08.02.21 Lettre d’information de février 2021

En ce début d’année, une très riche édition de RevueAlarmer.

D’abord, plusieurs textes sur l’antisémitisme et des moyens pour le combattre

Le rire et la caricature fut l’arme  choisie par Wolinski en 1978 avec la « Une » de Charlie Hebdo aussi percutante que célèbre. L’historien Adrien Minard, nous rappelle que ce dessin, trop souvent instrumentalisé et détourné, était une charge sans concession contre le négationnisme décomplexé, alors en plein essor. Il pose la question des usages et mésusages d’un document isolé de son contexte.

Un siècle plus tôt, dans un contexte où, en pleine Affaire Dreyfus, l’antisémitisme se déchaînait, Bernard Lazare, infatigable défenseur du capitaine, développa une pensée originale sur l’antisémitisme.
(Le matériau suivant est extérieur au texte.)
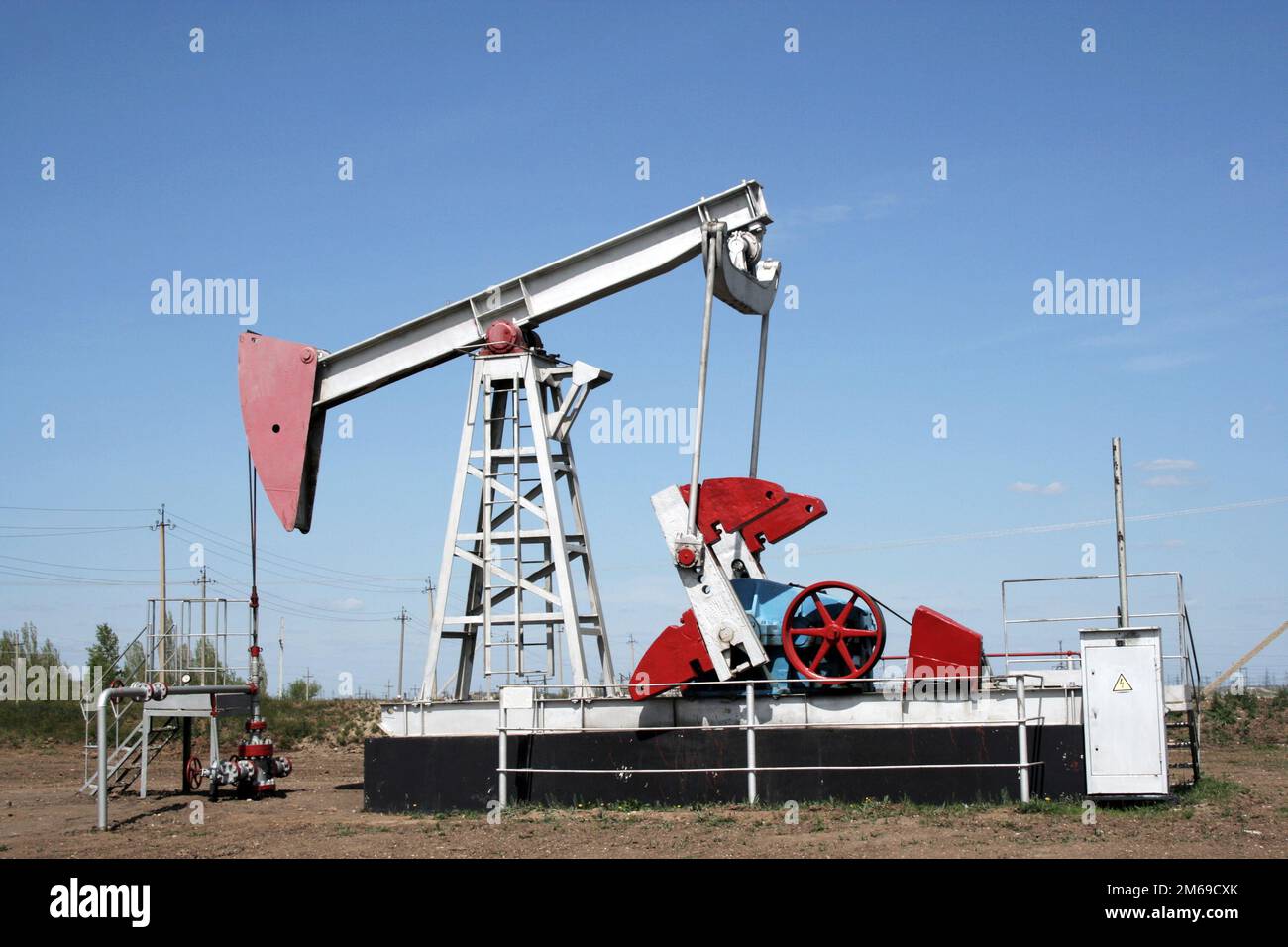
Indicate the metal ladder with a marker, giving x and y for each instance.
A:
(1188, 731)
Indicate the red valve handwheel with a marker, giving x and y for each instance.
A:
(831, 634)
(192, 768)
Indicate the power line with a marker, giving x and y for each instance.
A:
(1051, 527)
(297, 562)
(78, 509)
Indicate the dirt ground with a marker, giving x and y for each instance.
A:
(1241, 813)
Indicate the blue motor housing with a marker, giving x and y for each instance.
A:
(765, 603)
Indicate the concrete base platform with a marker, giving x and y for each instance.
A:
(443, 774)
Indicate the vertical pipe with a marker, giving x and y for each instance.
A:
(187, 753)
(161, 607)
(1022, 727)
(145, 745)
(751, 744)
(760, 394)
(1124, 616)
(102, 759)
(711, 234)
(402, 641)
(281, 659)
(502, 758)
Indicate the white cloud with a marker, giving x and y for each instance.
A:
(1167, 464)
(880, 206)
(1052, 488)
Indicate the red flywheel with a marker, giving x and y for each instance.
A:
(832, 631)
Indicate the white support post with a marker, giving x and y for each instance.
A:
(751, 744)
(502, 758)
(1022, 728)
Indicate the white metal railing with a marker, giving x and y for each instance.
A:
(748, 723)
(1184, 656)
(196, 643)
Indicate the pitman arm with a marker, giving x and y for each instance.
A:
(286, 386)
Dans « Bernard Lazare, critique de la servitude volontaire », l’historienne Claudia Moatti en restitue les étapes : déplorant les impasses de l’émancipation individuelle, l’intellectuel invitait les juifs à se libérer collectivement en refusant les voies du repli nationaliste, du sionisme et du pouvoir rabbinique, pour préférer celles de l’engagement politique au nom de l’universalité des droits.

Retour aux sources

Poursuivant la ligne éditoriale consistant à déconstruire les racismes et l’antisémitisme par l’analyse des documents, trois situations historiques de stigmatisation et de persécution sont ici mises en lumière à partir de documents d’archives.

L’historien moderniste Benjamin Landais étudie « une demande d’expulsion de la communauté juive de Timişoara » de janvier 1768 adressée par des notables de la municipalité catholique aux représentants de la monarchie autrichienne des Habsbourg. L’analyse met à jour une forte tension entre un puissant antijudaïsme aux ressorts religieux profondément enraciné ,qu’incarnent la souveraine Marie-Thérèse (1740-1780) et les notables catholiques, et une relative tolérance que justifient les nécessités économiques et politiques du temps autant que la progression des idées des Lumières.


C’est aussi d’une expulsion de juifs dont il est question dans l’ensemble documentaire analysé par l’historien Martino Oppizzi sous le titre « Exporter le racisme fasciste à l’étranger : l’exemple de l’expulsion des médecins scolaires juifs de Tunis (1938-1939) ». Cette étude contribue à invalider la thèse d’un fascisme bienveillant à l’égard des juifs vivant à l’extérieur de la péninsule. Le tournant raciste du régime de 1938 n’épargna ni les juifs des territoires occupés par l’Italie, ni même ceux qui vivaient dans des territoires sous souveraineté étrangère, en l’espèce les médecins juifs des écoles italiennes de Tunisie, alors colonie française.


Dans « Traitements discriminatoires en Gold Coast : une lettre en soutien à un médecin métisse (1934) », l’historienne de l’Afrique Anne Hugon montre « la complexité du racisme » dans cette colonie britannique d’Afrique de l’Ouest. Bien qu’officiellement combattu, le racisme « est patent dans le traitement discriminatoire réservé à [la doctoresse] Agnes Savage », métisse née et élevée en Grande-Bretagne, mais versée au corps du « personnel africain » en raison de sa seule couleur de peau. Le document révèle aussi l’indignation que ces traitements racistes soulevaient chez certains administrateurs coloniaux.

Pour la jeunesse

Par ailleurs désireuse de promouvoir la littérature jeunesse, RevueAlarmer a demandé à Sylvie Lalagüe-Dulac, spécialiste de la didactique de l’histoire, de lire Libertalia de Jean-Luc Marcastel. Roman dont l’aventure se déroule à Nantes à l’époque de la traite négrière, il nourrit l’ambition d’éveiller les jeunes lecteurs aux conditionnements sémantiques (usage du mot « nègre » par exemple) qui pérennisent les préjugés et le racisme.